The MIlford Board of Education discusses Superintendent Anna Cutaia's 2021-22 budget proposal at one of its January budget workshops.

The MIlford Board of Education discusses Superintendent Anna Cutaia’s 2021-22 budget proposal at one of its January budget workshops.

Zoom screen capture

MILFORD — The Board of Education approved a budget members said meets the needs of the city’s students, but puts off most of their wants.

“I think the administration has had to make difficult choices,” board Chairman Susan Glennon said. “I’m confident this administration knows what’s needed.”

The board decided in a 9-1 vote last month to approve Superintendent Anna Cutaia’s $99.7 million proposal.

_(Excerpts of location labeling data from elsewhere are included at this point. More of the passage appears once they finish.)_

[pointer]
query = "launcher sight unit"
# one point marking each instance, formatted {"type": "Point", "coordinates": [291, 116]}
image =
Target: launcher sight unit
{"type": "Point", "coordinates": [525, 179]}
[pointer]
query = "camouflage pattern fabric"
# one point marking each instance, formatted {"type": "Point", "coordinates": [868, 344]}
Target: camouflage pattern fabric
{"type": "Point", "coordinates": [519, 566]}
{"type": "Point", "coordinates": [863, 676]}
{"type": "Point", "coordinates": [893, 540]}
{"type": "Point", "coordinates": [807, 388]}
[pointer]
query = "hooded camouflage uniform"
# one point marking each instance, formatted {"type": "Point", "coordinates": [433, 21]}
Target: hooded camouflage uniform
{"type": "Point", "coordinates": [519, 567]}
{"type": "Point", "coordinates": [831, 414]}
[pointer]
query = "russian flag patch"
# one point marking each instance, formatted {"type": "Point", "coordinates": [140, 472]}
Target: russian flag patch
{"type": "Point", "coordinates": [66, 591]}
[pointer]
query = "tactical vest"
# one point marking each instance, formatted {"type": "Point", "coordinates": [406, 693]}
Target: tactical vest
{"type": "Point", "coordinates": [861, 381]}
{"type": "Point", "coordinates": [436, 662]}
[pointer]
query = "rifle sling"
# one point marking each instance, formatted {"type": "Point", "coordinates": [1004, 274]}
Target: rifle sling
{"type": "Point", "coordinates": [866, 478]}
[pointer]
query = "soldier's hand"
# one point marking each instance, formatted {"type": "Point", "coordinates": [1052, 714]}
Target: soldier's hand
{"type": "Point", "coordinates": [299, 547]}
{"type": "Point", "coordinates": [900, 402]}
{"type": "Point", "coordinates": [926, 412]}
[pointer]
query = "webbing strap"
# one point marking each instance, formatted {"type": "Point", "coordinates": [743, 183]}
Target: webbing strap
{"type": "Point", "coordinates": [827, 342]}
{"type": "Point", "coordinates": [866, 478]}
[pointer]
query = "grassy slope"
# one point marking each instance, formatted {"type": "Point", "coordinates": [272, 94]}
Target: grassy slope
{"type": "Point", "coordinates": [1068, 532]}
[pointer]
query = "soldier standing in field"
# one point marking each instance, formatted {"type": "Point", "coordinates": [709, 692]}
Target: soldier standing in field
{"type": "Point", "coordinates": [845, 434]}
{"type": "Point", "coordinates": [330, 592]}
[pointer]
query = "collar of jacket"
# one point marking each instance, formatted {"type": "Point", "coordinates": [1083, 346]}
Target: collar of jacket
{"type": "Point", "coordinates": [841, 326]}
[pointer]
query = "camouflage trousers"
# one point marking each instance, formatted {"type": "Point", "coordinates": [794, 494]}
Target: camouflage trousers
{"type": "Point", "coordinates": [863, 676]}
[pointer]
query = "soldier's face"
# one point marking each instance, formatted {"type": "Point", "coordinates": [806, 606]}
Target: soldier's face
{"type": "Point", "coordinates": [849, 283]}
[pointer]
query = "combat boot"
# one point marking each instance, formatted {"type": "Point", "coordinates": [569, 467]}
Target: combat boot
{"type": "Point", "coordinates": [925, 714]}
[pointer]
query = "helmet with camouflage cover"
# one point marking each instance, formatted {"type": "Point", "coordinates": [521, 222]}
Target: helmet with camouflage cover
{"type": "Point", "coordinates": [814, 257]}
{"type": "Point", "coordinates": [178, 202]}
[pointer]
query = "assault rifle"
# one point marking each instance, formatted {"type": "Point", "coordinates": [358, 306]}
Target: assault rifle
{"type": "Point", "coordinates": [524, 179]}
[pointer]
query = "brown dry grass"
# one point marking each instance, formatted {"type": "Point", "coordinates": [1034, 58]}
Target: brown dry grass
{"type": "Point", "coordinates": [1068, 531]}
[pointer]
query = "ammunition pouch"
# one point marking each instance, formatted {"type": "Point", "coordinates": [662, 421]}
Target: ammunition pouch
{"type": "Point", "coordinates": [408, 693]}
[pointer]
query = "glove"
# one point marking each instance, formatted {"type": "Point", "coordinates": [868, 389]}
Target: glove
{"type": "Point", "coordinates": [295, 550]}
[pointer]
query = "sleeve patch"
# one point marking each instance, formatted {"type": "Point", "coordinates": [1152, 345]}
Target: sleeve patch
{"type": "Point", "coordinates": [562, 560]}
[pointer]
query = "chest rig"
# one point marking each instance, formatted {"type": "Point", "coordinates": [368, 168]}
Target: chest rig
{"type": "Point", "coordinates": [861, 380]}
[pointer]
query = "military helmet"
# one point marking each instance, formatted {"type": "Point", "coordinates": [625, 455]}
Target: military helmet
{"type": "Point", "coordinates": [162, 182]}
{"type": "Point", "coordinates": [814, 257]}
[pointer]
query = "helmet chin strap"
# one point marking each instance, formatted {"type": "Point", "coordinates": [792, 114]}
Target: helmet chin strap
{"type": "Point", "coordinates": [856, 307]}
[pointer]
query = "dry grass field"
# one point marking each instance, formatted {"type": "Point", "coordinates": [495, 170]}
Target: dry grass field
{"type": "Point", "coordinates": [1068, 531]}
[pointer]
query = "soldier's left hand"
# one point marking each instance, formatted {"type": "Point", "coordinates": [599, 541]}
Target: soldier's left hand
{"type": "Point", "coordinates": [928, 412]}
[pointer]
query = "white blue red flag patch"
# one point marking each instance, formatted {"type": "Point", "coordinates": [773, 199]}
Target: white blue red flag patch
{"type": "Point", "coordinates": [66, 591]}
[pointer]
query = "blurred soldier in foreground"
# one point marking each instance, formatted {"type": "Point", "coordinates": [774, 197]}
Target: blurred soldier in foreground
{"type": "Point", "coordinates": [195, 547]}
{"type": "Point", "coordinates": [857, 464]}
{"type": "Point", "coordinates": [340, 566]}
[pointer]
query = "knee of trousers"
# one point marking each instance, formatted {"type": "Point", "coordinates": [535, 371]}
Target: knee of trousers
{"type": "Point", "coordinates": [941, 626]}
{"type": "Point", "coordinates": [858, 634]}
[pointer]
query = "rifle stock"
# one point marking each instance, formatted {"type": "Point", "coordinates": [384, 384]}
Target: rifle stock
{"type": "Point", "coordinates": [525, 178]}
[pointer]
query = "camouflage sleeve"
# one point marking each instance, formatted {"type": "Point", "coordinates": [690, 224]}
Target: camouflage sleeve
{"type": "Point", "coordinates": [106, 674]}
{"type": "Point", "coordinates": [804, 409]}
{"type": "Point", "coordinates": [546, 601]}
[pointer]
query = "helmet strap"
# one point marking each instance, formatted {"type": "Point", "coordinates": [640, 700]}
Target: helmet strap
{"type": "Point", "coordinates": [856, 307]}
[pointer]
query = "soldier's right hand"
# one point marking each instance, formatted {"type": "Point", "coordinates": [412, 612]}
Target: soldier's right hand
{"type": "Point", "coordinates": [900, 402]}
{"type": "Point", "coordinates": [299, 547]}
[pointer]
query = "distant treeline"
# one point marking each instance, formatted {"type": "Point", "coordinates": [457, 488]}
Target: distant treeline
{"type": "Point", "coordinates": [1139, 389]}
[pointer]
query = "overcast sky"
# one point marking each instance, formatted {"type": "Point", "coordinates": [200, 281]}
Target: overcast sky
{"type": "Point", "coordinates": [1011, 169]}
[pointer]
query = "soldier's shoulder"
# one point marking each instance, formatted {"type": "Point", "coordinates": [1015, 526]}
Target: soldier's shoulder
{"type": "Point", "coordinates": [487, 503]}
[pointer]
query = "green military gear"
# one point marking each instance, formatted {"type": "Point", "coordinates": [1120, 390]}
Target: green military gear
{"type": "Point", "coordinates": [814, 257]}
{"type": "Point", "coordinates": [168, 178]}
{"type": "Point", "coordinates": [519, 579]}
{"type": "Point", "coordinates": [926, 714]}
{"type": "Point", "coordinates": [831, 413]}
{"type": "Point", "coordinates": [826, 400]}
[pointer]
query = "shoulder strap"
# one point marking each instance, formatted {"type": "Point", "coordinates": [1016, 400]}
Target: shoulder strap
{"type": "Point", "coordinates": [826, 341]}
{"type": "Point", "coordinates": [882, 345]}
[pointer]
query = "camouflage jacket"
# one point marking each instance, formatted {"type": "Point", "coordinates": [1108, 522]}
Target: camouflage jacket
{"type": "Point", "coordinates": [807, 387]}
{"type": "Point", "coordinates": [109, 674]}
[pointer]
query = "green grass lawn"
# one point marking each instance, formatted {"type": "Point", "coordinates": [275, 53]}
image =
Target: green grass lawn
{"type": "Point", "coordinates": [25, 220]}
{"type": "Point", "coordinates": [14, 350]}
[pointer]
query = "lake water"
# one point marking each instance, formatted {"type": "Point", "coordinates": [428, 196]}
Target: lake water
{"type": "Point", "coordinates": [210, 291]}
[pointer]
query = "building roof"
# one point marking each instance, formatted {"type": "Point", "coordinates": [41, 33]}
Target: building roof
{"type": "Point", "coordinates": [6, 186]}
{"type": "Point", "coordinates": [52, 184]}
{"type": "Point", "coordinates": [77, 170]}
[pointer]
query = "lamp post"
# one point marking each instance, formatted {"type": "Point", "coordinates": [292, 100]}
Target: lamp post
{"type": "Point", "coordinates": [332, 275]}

It’s a decision board member Andrew Fowler opposed, citing a continuing trend of rising costs and declining enrollment projections.

“Next year, we could be here (over) $100 million,” he said. “It’s important for future boards to have honest and tough conversations and tackle the issue, but not at the expense of students and their well-being.”

Board member Adam De Young also expressed disappointment in the budget, but for a different reason. De Young rejected the idea that the budget was fiscally responsible, instead characterizing it as “fiscally conservative” and saying that should not be the board’s mission.

“We were sent here to invest in our kids,” he said. “We need to keep that in mind as we continue to look at future budgets.”

De Young said the time was seemingly never right to invest in education.

“I’ve been on the board for four years, and for four years I’ve heard that economic times were very difficult,” he said. “No doubt there are challenges facing our city and our residents, but it also is imperative that we educate our kids and invest in our kids, and it’s critical that we do so.”

Fowler was the lone vote against passing Cutaia’s budget.

The budget that the board approved represents an increase of 2.25 percent over the current year.

“This budget represents hopes and dreams for our students and staff that were unrealized in the 2020-2021 school year due to needing to put things ‘on hold’ because of our district’s response to the pandemic crisis,” Cutaia wrote in her budget letter.

“Many program improvements and new initiatives were deferred because of the unanticipated costs related to opening schools under strict health and safety guidelines due to COVID-19,” Cutaia wrote. “This proposal continues to move our school district forward with essential program improvements yet is mindful of economic conditions facing our community.”

The budget proposal includes funds to expand the world language program to third grade, meaning Milford students now have a four-year (K-3) elementary program. Cutaia also included funding for upgrades to the district’s science curriculum and science labs at the elementary and secondary school levels.

But like the current budget, next year’s proposal also puts off numerous improvements, Cutaia wrote.

“The renovation of the Foran school library will need to be done but will be put on hold and will likely take two phases of work,” she wrote. “As with Jonathan Law’s library, we plan to make it a more 21st century learning space to better meet student learning needs.”

The 2021-22 budget also delays adding green screens for video productions to the elementary schools, cameras and camcorders for journalism, art and business classes at the high schools, interactive display panels for district-wide art and music programs, and curriculum revisions in middle school and high school language arts, elementary school counseling programs, middle school health, elementary school literacy and social studies and career education at the middle school level.

Glennon, in her own comments to Milford’s municipal leaders, said she hoped the programs that were put off would come to fruition in future years.

“The board is resolute in our shared belief that we must continue the momentum on the path towards being a forward-thinking district that is aligned with 21st century learning expectations, even if it must be with baby steps for now,” she wrote. “We believe this budget proposal accomplishes this, and demonstrates a balance between fiscal responsibility and support for core instructional programs while addressing the unique situation we find ourselves in.”